名前の部分は、まるで鑢で削ったかのように紙が毛羽立ち、読めなくなっていた。
住所と電話番号は書かれていない。
この一枚だけ、出発日が空欄になっていた。
備考欄にメモ書きがある。
“ご希望により、ここに残られるとのこと”
どういう意味だろうか。
俺は上の階に行ってみたくなった。
錆びた鉄材、劣化したコンクリート。いつ崩れるとも知れない。
歩き回るのは危険だ。まして滞在するなど。
廃屋は人がいないことで、その「形」を保っているのだ。
それでも興味が勝った。
俺は事務所を出てロビーを横切り、入口正面にある階段を上っていった。階段は上に向かって幅が狭くなっていく。
二階はレストランだったのだろう。広いスペースの端にテーブルとイスが重ねられていた。
客用の階段は見つからなかった。俺はエレベーターの横にある無機質な扉を開け、非常階段を上って行った。
八階の扉を開ける。ロビーよりもさらに暗くて肌寒い。廊下のつきあたりには窓があったが、差し込む光は頼りなく、周辺だけを照らしていた。
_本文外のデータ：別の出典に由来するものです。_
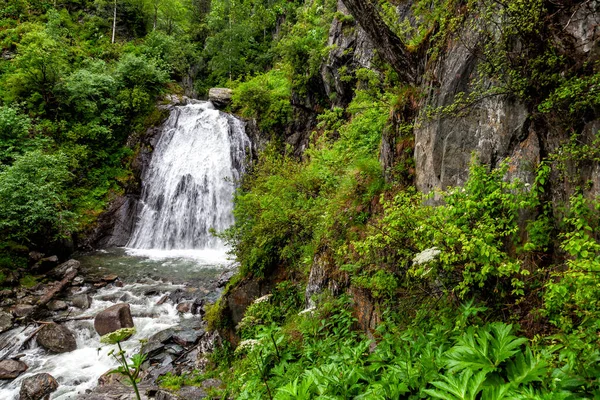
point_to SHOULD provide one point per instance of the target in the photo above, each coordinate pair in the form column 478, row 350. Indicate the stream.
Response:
column 146, row 277
column 187, row 193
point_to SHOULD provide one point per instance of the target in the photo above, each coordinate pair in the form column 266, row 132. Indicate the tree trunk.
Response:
column 114, row 22
column 388, row 44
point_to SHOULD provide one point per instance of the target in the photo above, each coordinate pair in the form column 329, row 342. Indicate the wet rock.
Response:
column 197, row 307
column 187, row 338
column 22, row 310
column 65, row 268
column 212, row 383
column 110, row 378
column 78, row 281
column 56, row 338
column 166, row 395
column 174, row 349
column 178, row 295
column 162, row 300
column 110, row 278
column 10, row 369
column 6, row 321
column 220, row 97
column 82, row 301
column 37, row 387
column 184, row 307
column 191, row 393
column 35, row 256
column 113, row 318
column 57, row 305
column 45, row 264
column 185, row 393
column 225, row 277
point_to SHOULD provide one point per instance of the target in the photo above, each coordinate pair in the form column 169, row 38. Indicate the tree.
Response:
column 33, row 198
左右のドアのプレート番号を確かめながら、赤黒い絨毯を歩いていく。
803、804、805… すぐに目的の部屋に辿り着いた。
807
俺はドアの前に立ち、息を吸い込んだ。ノブは軋むことなく回った。
俺はゆっくりとドアを開けた。眩しい。光が廊下に伸びていった。
きれいに整えられた部屋は廃墟の一室とは思えなかった。
この場所の他の全てと切り離されて、別の時間が流れているようだった。
その人は静かにベッドに横たわっていた。
足元には花束が置かれていた。手に取ってみると造花だった。
俺は花々の淡い色合いに“優しさ”を感じた。
ここにどんな人生があったのだろうか。
俺はこの人の最後の選択の理由を知りたいと思った。
窓があった場所にかかるカーテンが風に揺れている。
———ご希望により…
俺は静かにドアを閉めて、階段を降りた。
そしてそのままホテルを後にした。
彼女はこれからもここに居るのだろう。時間が止まった部屋に。
それを望んだ誰かの想いとともに。